There are two key challenges:
- Students can often feel resentful towards content that is not directly related to the discipline of their discipline-specific courses and modules. Generic skills can be perceived as unrelated, unnecessary, and therefore as an increased source of anxiety;
- Teaching staff can often feel disenfranchised by being required to include skills content that is outside of their perceived specialisms, or comfort zones. In addition, they can feel that such requirements are an unsupportable additional burden to an already-excessive workload.
Solution target group
Initially, the target group is university teaching staff who need to embed soft skills and employability skills both integrated into the university modules and their day-to-day pedagogical practice, hence, the creation of the toolkit for staff development. However, long-term the students are the target group as this educational endeavour is a means of enabling our students to flourish, thrive and be prepared for their professional lives beyond UEL.
The impact of the solution will be measured both explicitly and implicitly:
- We will get immediate feedback from staff enrolled onto the curriculum development toolkit through course evaluations and surveys.
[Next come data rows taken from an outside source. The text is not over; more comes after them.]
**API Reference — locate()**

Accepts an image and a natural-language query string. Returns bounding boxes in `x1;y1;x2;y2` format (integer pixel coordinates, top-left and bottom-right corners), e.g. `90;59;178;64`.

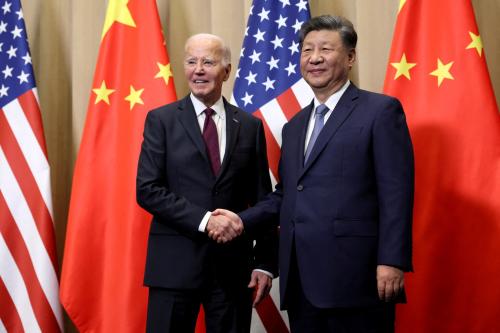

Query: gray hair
184;33;231;67
299;15;358;49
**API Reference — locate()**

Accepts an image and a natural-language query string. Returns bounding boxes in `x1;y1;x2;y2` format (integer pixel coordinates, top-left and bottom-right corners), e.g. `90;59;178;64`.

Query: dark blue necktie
304;104;328;164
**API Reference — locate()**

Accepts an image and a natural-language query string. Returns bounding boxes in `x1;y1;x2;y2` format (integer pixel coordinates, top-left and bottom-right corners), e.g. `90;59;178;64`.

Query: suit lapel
296;100;314;170
301;83;358;174
177;95;210;163
217;98;240;180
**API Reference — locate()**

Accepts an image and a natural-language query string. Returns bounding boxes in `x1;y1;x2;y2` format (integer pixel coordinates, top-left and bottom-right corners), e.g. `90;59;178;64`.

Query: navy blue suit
240;84;414;308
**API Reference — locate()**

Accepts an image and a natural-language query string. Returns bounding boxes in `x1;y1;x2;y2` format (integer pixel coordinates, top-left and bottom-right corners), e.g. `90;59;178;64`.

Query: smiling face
300;30;356;102
184;35;231;107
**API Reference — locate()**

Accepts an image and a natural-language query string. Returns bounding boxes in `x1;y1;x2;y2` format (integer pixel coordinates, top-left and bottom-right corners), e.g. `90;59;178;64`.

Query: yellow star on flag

These will feed back into the course itself, enable us to evaluate the effectiveness of the course and make continual improvements, and give us information about the value and impact of the pedagogical approaches taken;
- A more generic assessment of the impact of the toolkit can be measured through completion rates;
- The impact of the toolkit will be seen in an increase of Mental Wealth: Professional Fitness skills being embedded into the curricula of all university courses at the University of East London (UEL).
- Student satisfaction surveys relating to Mental Wealth: Professional Fitness modules;
- Student employment data.
Solution tweet textCan you imagine a curriculum toolkit containing 10 micro courses that supports university staff to teach for employability of the future? A toolkit that does not create stress or additional work, but instead enables staff to flourish personally and professionally in the process?
The curriculum development toolkit is designed by Academic Developers and Learning Technologists from the Centre for Excellence in Learning and Teaching (CELT) at UEL. It will run online over a series of months to support academic delivery, costs are measured for time spend of the project. Ongoing reviews can further develop the content. The toolkit is adaptable for a blended and online depending on the requirements at the time of running.